UC Berkeley

Gene expression is generally thought of as a linear pathway, beginning with transcription and processing of messenger RNA (mRNA), followed by export to the cytoplasm for translation and decay. Viruses have long been a key to discovering novel pathways and regulation in cells in their modulation of these pathways and gene expression is no different. Here we describe how infection with gammaherpesviruses is characterized by widespread mRNA degradation that leads to reduced RNA Polymerase II (Pol II) occupancy of host promoters by chromatin immuno- precipitation and sequencing (ChIP-seq) of infected cells. Pol II occupancy depends on RNA decay as infection with a decay-deficient virus does not broadly alter Pol II occupancy. In contrast to host promoters, viral promoters continue to recruit Pol II and transcribe their genes even at late stages in infection. This transcriptional escape of viral genes is all the more notable in light of a massive reduction in components of Pol II and general transcription factors (GTF) protein levels that we describe during infection. We further isolate the transcriptional capacity of viral genes to their presence on the replicating viral genome.

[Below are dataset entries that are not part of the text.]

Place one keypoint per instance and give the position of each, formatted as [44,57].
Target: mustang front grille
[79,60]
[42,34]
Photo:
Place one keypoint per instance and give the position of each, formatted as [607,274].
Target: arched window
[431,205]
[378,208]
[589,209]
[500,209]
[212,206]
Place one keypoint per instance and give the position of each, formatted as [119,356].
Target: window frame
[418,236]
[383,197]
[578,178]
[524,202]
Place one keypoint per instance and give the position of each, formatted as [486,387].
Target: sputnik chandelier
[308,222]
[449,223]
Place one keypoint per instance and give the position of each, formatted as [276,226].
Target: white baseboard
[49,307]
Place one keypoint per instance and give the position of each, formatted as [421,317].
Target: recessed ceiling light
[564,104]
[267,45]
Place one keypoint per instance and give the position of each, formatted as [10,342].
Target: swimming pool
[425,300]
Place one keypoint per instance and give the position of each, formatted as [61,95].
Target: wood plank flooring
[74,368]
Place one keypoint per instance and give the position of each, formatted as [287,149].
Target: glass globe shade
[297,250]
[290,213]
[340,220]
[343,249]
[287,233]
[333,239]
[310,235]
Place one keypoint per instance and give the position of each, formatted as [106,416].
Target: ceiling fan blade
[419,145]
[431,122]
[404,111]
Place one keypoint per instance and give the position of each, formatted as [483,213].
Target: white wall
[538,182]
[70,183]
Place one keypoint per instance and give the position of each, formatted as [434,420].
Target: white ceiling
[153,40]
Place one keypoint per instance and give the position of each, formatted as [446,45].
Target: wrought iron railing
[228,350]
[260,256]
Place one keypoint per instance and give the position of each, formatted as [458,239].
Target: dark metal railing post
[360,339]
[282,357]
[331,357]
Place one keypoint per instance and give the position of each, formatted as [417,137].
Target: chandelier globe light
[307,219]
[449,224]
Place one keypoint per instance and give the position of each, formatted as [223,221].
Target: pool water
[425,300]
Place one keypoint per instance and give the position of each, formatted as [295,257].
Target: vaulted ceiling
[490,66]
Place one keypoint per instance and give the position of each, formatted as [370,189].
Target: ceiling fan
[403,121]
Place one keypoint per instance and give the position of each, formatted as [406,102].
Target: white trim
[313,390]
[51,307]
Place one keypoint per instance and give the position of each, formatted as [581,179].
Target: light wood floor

In Chapter 1 of this thesis we provide an overview of RNA decay, transcription and the literature that investigates mechanistic links between these two processes. This situates our work as distinct from the majority of literature that finds RNA decay and transcription are modulated to maintain constant RNA levels in a cell; instead, during pathogenic stress RNA decay feeds forward to further inhibit transcription. Chapter 2 characterizes the transcriptional repression phenotype during murine herpesvirus 68 infection and highlights how viral genes are able to robustly transcribe their genome irrespective of widespread decay. In Chapter 3 we further investigate the protein depletions of Pol II subunits and GTFs that exacerbate transcriptional repression of the host that we uncover in Chapter 2. Chapter 4 delves into the dual roles of SOX, the viral nuclease that instigates RNA decay, as both an RNase and a DNase.

In summary, this dissertation links disparate stages of the gene expression pathway and provides mechanistic details for how this occurs during MHV68 infection.